While you’re relieved that she’s not going to be working with David Blaine, the film is here working its own illusion, creating drama and a sense of anticipation as to where the piece is headed, whether Abramović will be able to endure it (for it is grueling, in its eventual form), and how it might be received (as curator Chrissie Isles suggest, performance art as it emerged in the ’60s was a deliberate “challenge to painting,” and Abramović ‘s performance is especially active, seductive, and provocative, soliciting critical controversy). But the movie’s more profound tension has to do with the structure of such drama, the illusion that can’t be real and yet seems real, or invites belief in its realty.
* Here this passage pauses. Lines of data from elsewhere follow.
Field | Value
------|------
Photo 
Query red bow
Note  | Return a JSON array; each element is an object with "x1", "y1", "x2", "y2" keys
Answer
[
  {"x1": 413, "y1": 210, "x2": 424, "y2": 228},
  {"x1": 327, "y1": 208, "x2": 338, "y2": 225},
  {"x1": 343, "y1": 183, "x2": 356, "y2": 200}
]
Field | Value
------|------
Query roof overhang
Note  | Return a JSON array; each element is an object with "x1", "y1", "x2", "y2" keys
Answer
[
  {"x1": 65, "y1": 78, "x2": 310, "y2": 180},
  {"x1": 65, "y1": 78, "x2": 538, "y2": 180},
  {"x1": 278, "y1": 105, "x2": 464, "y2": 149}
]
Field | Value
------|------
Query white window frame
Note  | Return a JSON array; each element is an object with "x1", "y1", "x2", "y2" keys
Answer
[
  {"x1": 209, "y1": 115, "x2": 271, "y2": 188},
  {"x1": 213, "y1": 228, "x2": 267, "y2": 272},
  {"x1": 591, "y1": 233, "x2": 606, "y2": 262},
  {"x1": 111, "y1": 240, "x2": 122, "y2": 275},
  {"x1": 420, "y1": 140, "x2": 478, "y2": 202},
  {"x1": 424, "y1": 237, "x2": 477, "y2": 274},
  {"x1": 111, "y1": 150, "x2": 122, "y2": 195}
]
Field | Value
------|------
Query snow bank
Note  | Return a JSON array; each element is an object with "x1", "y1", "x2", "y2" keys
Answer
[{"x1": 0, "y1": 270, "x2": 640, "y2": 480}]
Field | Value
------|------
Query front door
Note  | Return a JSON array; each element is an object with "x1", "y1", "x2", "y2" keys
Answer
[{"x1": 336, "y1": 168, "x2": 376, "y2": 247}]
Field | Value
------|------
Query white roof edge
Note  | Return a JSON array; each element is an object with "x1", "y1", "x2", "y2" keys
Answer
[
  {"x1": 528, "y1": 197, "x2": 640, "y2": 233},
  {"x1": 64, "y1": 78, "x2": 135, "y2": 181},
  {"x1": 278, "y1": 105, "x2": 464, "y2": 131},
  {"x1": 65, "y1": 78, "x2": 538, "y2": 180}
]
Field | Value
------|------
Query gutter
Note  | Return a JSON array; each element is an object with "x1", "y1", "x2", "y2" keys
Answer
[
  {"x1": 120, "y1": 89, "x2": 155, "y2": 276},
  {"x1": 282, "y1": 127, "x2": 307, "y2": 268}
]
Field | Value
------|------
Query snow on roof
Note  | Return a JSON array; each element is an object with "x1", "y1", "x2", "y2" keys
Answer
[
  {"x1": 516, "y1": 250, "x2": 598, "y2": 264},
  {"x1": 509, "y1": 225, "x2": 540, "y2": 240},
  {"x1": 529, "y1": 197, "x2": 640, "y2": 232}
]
In part, as MoMA curator Klaus Biesenbach puts it, this has to do with the artist’s performance of time. “Marina is an artist that visualizes time, using her body in the space with the audience,” he says. “By the mere duration, she brings time in as a weight, a weight on the performer’s shoulders taking a piece out of the performer’s life as a value.” His striking assessment draws attention to a basic component of performance, its existence in and as time, its marking of time, and its granting value to time. The film changes the temporal parameters, transforms the present into perpetual past (maybe performing as present), allows viewers access to process, by definition movement in and as time.

The film’s framing of time is at once mundane and remarkable, another performance. If Marina Abramović: The Artist is Present suggests that the artist is “never not performing,” in Biesenbach’s phrasing, it showcases as well that viewers — consumers — are also performing. Your experience is a function of time, produced by time and in time — present, for a moment, anyway. In this context, the film and exhibit might also be titled, “The Audience Member is Present.” It’s both as real and illusory as the original title.

Marina Abramović: The Artist is Present invites you to consider the performance — the 2010 MoMA performance, the re-performances that build in past and present into their designation. It offers a series of performances by other sorts of artists: Ulay sits across from Marina, and her eyes fill with tears; James Franco (of all people and of course) sits across from her and then performs his own bit for observers who include a journalist (“The connection with Marina is so strong”). As such celebrity sightings underline their work as performers and perhaps yours as a viewer, they also remind you, being poignant and entertaining and maybe heavy-handed. Recorded and re-viewed, Marina’s performance is more perpetual than present.